In the analysis of these inpatients, we found that HIV-related complications are also worthy of attention. The mortality rates of infectious shock and respiratory failure are the highest among the common HIV-related complications, but the coinfection rate of anaemia was highest. In Fujian, China, more than half of inpatients with HIV were anaemic, but severe anaemia is infrequent. Chinese HIV patients, especially those with TB, TM infection, and low CD4 levels, should be routinely detected for anaemia to improve therapy [22]. Electrolyte disturbances were the highest HIV-associated complication except anaemia in these coinfected opportunistic infections patients. HIV-infected patients, particularly those with AIDS, are predisposed to a host of different water, electrolyte, and acid–base disorders (sometimes with opposing effects) since they are exposed to infectious, inflammatory, oncological, and pharmacological variables whose combination undermines their homeostatic capability [23].

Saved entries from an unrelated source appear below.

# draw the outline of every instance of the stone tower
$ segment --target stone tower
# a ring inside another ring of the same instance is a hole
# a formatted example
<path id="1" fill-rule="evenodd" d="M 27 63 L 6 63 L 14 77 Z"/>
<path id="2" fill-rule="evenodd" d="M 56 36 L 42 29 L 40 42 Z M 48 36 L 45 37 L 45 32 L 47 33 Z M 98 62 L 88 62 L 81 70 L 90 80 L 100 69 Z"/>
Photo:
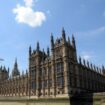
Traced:
<path id="1" fill-rule="evenodd" d="M 55 41 L 51 34 L 51 54 L 49 48 L 46 53 L 44 50 L 41 51 L 39 42 L 37 42 L 36 50 L 32 51 L 29 47 L 30 95 L 69 94 L 69 69 L 71 63 L 76 68 L 76 45 L 74 36 L 72 43 L 70 38 L 66 39 L 64 28 L 61 34 L 62 37 Z"/>
<path id="2" fill-rule="evenodd" d="M 29 47 L 29 80 L 30 80 L 30 94 L 40 95 L 40 64 L 43 59 L 43 52 L 40 50 L 39 42 L 37 42 L 36 50 Z"/>
<path id="3" fill-rule="evenodd" d="M 20 72 L 19 72 L 19 69 L 18 69 L 17 59 L 15 59 L 14 67 L 13 67 L 13 70 L 12 70 L 12 77 L 16 77 L 16 76 L 19 76 L 19 75 L 20 75 Z"/>
<path id="4" fill-rule="evenodd" d="M 0 82 L 1 81 L 4 81 L 4 80 L 7 80 L 9 77 L 9 68 L 8 70 L 6 69 L 6 67 L 0 67 Z"/>

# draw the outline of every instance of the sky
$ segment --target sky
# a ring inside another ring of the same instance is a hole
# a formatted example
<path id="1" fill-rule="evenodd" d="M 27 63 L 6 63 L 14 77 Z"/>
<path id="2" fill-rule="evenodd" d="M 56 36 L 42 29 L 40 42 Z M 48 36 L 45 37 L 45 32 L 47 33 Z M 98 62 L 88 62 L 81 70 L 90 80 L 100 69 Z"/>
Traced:
<path id="1" fill-rule="evenodd" d="M 105 0 L 1 0 L 0 65 L 28 69 L 28 49 L 50 47 L 50 35 L 74 34 L 77 55 L 105 65 Z"/>

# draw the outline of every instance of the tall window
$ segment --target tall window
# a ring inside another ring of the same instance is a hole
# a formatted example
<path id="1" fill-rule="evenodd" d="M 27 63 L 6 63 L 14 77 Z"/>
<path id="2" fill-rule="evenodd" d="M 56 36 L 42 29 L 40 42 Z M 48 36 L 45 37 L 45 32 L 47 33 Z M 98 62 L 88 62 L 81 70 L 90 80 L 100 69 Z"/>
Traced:
<path id="1" fill-rule="evenodd" d="M 44 87 L 47 87 L 47 80 L 44 81 Z"/>
<path id="2" fill-rule="evenodd" d="M 52 74 L 52 69 L 51 69 L 51 67 L 49 67 L 48 73 L 49 73 L 49 77 L 51 77 L 51 74 Z"/>
<path id="3" fill-rule="evenodd" d="M 36 78 L 36 69 L 31 70 L 31 78 L 35 79 Z"/>
<path id="4" fill-rule="evenodd" d="M 42 89 L 42 81 L 39 83 L 39 88 Z"/>
<path id="5" fill-rule="evenodd" d="M 45 68 L 43 68 L 43 76 L 47 75 L 47 70 Z"/>
<path id="6" fill-rule="evenodd" d="M 35 88 L 36 88 L 35 82 L 32 82 L 31 83 L 31 89 L 35 89 Z"/>
<path id="7" fill-rule="evenodd" d="M 70 72 L 70 73 L 73 73 L 73 70 L 74 70 L 74 65 L 73 65 L 73 63 L 69 63 L 69 72 Z"/>
<path id="8" fill-rule="evenodd" d="M 52 87 L 52 80 L 49 80 L 49 87 Z"/>
<path id="9" fill-rule="evenodd" d="M 42 75 L 43 75 L 43 72 L 42 72 L 42 68 L 40 68 L 40 73 L 39 73 L 39 75 L 40 75 L 40 78 L 42 79 Z"/>
<path id="10" fill-rule="evenodd" d="M 63 71 L 63 63 L 56 63 L 56 72 L 60 73 Z"/>
<path id="11" fill-rule="evenodd" d="M 57 86 L 64 86 L 64 77 L 57 77 Z"/>

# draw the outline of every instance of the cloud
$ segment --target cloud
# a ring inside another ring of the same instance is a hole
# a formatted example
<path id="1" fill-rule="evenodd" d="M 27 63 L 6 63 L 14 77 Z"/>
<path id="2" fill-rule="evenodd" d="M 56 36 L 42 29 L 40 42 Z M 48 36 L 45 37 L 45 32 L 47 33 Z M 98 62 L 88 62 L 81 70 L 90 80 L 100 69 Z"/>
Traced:
<path id="1" fill-rule="evenodd" d="M 33 10 L 33 0 L 24 0 L 24 3 L 24 6 L 17 4 L 16 8 L 13 9 L 13 13 L 16 14 L 15 20 L 31 27 L 41 26 L 46 21 L 44 12 Z"/>
<path id="2" fill-rule="evenodd" d="M 82 52 L 81 58 L 85 60 L 91 60 L 93 58 L 93 53 L 92 52 Z"/>
<path id="3" fill-rule="evenodd" d="M 25 6 L 32 7 L 33 6 L 33 0 L 24 0 Z"/>
<path id="4" fill-rule="evenodd" d="M 91 56 L 90 55 L 83 55 L 82 58 L 85 60 L 90 60 Z"/>
<path id="5" fill-rule="evenodd" d="M 96 36 L 96 35 L 101 35 L 105 33 L 105 26 L 99 27 L 94 30 L 89 30 L 86 32 L 76 32 L 77 35 L 83 35 L 83 36 Z"/>

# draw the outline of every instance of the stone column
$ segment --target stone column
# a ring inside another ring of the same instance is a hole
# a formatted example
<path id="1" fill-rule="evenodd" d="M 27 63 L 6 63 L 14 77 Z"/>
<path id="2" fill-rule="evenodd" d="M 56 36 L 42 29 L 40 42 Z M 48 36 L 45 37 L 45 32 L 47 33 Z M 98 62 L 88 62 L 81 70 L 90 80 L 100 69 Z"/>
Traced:
<path id="1" fill-rule="evenodd" d="M 55 75 L 55 63 L 54 63 L 54 60 L 51 61 L 51 70 L 52 70 L 53 94 L 54 94 L 54 96 L 56 96 L 56 75 Z"/>
<path id="2" fill-rule="evenodd" d="M 67 60 L 67 58 L 64 58 L 63 59 L 63 63 L 64 63 L 64 86 L 65 86 L 65 94 L 68 94 L 68 92 L 69 92 L 69 89 L 68 89 L 68 87 L 69 87 L 69 84 L 68 84 L 68 60 Z"/>
<path id="3" fill-rule="evenodd" d="M 37 85 L 37 89 L 36 89 L 36 95 L 39 97 L 39 66 L 36 67 L 36 85 Z"/>
<path id="4" fill-rule="evenodd" d="M 50 96 L 50 86 L 49 86 L 49 60 L 48 60 L 48 64 L 47 64 L 47 78 L 48 78 L 48 96 Z"/>

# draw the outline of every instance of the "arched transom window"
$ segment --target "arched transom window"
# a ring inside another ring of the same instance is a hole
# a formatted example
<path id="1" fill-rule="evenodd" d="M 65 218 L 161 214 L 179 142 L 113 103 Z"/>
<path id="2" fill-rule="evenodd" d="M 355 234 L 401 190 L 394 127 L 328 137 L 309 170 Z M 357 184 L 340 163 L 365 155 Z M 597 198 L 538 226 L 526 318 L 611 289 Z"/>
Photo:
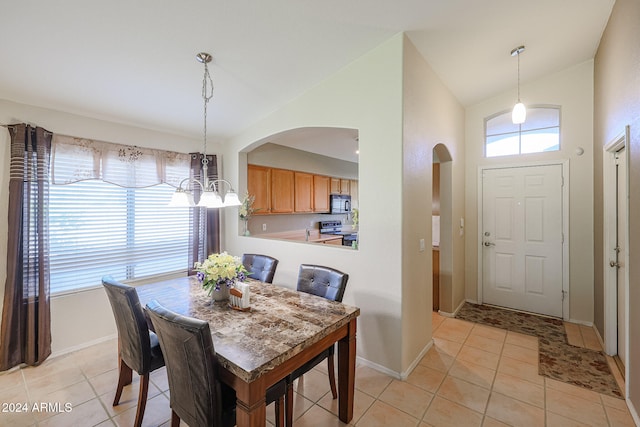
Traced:
<path id="1" fill-rule="evenodd" d="M 527 108 L 527 120 L 514 125 L 511 111 L 485 119 L 485 156 L 560 150 L 560 107 Z"/>

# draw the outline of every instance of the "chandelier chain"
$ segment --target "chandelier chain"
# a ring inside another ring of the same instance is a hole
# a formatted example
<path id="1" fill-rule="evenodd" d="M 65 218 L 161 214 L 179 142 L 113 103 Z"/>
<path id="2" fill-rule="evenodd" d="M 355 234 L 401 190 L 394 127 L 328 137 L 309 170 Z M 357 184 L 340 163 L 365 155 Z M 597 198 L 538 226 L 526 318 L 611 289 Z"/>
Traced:
<path id="1" fill-rule="evenodd" d="M 213 98 L 213 80 L 211 79 L 211 74 L 209 74 L 209 67 L 207 63 L 204 63 L 204 77 L 202 78 L 202 100 L 204 101 L 204 125 L 203 125 L 203 140 L 204 146 L 202 151 L 202 164 L 206 165 L 209 163 L 209 159 L 207 158 L 207 104 Z"/>

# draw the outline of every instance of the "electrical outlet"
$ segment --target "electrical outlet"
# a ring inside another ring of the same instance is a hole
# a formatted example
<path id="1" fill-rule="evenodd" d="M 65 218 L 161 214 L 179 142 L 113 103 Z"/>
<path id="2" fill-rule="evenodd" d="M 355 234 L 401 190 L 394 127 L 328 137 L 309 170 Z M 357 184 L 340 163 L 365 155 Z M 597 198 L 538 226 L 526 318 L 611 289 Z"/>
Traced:
<path id="1" fill-rule="evenodd" d="M 425 246 L 424 246 L 424 239 L 420 239 L 420 252 L 424 252 Z"/>
<path id="2" fill-rule="evenodd" d="M 313 228 L 313 226 L 314 226 L 313 221 L 309 221 L 309 227 Z"/>
<path id="3" fill-rule="evenodd" d="M 262 231 L 267 231 L 267 224 L 262 224 Z"/>

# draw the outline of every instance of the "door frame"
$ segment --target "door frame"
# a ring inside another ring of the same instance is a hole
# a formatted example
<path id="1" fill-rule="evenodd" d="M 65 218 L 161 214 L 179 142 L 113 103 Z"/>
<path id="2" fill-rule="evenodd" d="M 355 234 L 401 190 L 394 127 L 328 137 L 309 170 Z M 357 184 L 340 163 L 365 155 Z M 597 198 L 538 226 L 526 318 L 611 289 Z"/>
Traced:
<path id="1" fill-rule="evenodd" d="M 478 235 L 476 247 L 478 250 L 478 304 L 482 304 L 483 290 L 483 209 L 484 200 L 482 173 L 488 169 L 515 169 L 532 166 L 561 166 L 562 167 L 562 319 L 569 320 L 569 160 L 550 160 L 539 162 L 501 163 L 495 165 L 478 166 Z"/>
<path id="2" fill-rule="evenodd" d="M 617 286 L 617 271 L 609 266 L 609 260 L 611 254 L 615 252 L 616 247 L 616 219 L 612 218 L 609 213 L 615 208 L 617 210 L 616 194 L 610 191 L 611 188 L 616 187 L 616 167 L 615 167 L 615 153 L 621 149 L 627 150 L 626 152 L 626 171 L 627 174 L 624 177 L 626 181 L 627 194 L 625 195 L 625 210 L 627 215 L 627 226 L 623 230 L 623 233 L 627 239 L 627 250 L 625 251 L 625 325 L 626 328 L 626 357 L 627 364 L 625 366 L 625 378 L 629 378 L 628 365 L 629 365 L 629 126 L 625 126 L 624 132 L 611 140 L 603 148 L 602 155 L 602 198 L 604 201 L 603 212 L 603 271 L 604 271 L 604 345 L 605 352 L 608 355 L 614 355 L 618 350 L 618 301 L 616 298 L 616 286 Z M 628 387 L 628 386 L 627 386 Z M 625 395 L 628 390 L 625 391 Z"/>

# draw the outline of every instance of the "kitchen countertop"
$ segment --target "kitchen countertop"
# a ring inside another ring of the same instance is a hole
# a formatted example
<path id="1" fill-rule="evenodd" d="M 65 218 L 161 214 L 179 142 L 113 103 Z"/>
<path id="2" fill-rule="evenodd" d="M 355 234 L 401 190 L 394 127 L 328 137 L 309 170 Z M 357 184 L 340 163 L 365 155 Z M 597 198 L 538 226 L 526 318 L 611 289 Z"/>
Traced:
<path id="1" fill-rule="evenodd" d="M 309 239 L 306 239 L 306 230 L 282 231 L 279 233 L 254 234 L 253 237 L 266 237 L 269 239 L 296 240 L 300 242 L 322 243 L 329 240 L 342 240 L 342 236 L 335 234 L 320 234 L 318 230 L 309 230 Z"/>

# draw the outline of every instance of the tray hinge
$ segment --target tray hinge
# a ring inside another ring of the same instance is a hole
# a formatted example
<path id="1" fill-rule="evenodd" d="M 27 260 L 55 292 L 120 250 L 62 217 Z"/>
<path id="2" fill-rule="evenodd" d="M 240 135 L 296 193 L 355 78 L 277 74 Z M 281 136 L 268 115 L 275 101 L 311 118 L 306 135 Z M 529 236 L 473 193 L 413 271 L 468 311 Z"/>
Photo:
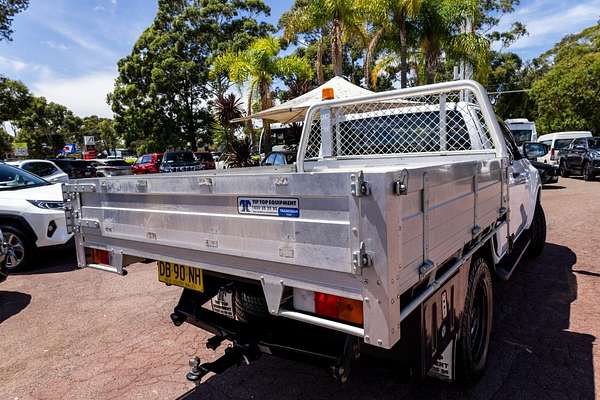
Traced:
<path id="1" fill-rule="evenodd" d="M 73 232 L 81 232 L 81 228 L 91 228 L 91 229 L 100 229 L 100 221 L 95 219 L 78 219 L 78 216 L 75 215 L 76 219 L 73 223 Z"/>
<path id="2" fill-rule="evenodd" d="M 361 268 L 373 266 L 373 257 L 367 253 L 365 242 L 360 242 L 358 250 L 352 253 L 352 264 L 355 273 L 359 272 Z"/>
<path id="3" fill-rule="evenodd" d="M 350 193 L 352 196 L 362 197 L 371 194 L 371 186 L 369 182 L 365 181 L 365 174 L 362 171 L 358 174 L 352 174 L 350 181 Z"/>
<path id="4" fill-rule="evenodd" d="M 394 181 L 394 194 L 405 196 L 408 194 L 408 171 L 403 169 Z"/>

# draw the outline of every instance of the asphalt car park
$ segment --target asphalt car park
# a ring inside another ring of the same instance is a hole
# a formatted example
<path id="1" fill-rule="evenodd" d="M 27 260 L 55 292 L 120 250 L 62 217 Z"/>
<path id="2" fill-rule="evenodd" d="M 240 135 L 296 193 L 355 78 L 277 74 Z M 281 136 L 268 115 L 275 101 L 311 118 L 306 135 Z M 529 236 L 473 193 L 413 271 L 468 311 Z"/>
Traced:
<path id="1" fill-rule="evenodd" d="M 77 270 L 73 256 L 52 251 L 0 284 L 0 399 L 593 399 L 598 193 L 600 181 L 579 178 L 546 186 L 546 249 L 495 282 L 491 353 L 474 386 L 410 383 L 368 360 L 342 385 L 325 369 L 263 356 L 194 388 L 188 359 L 216 359 L 224 345 L 207 350 L 208 333 L 173 326 L 180 289 L 159 283 L 154 263 L 124 278 Z"/>

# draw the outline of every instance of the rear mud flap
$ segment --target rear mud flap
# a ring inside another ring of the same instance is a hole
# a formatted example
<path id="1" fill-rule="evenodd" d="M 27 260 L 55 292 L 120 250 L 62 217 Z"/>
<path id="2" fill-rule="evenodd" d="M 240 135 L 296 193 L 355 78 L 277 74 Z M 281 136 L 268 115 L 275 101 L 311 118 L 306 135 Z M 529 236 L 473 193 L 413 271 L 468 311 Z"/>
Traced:
<path id="1" fill-rule="evenodd" d="M 427 375 L 447 382 L 453 382 L 456 377 L 454 370 L 456 361 L 456 341 L 452 340 L 434 363 Z"/>
<path id="2" fill-rule="evenodd" d="M 469 263 L 440 287 L 421 308 L 424 375 L 456 379 L 456 346 L 465 307 Z"/>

This study is limited because the research coverage is not very complete, and since some patients in northern Guangxi have not been included, it cannot fully represent the incidence in Guangxi. This is a retrospective database extraction, and its largest data are obtained from a single hospital. Therefore, some missing values and selection bias may affect the results.

Our study describes the incidence of opportunistic infections, disease spectrum, and severity of HIV-infected patients hospitalized in southwestern China and emphasizes the important contribution of opportunistic infections in increasing mortality in these HIV/AIDS patients. Our findings presented will assist clinicians in making a diagnosis and empirical treatment sooner and help generate a more successful HIV management strategy. Early diagnosis of OIs could significantly reduce associated mortality. In short, in HIV-infected patients, especially those with severely suppressed cellular immunity, opportunistic infections should be screened regularly for early diagnosis and early treatment to improve prognosis.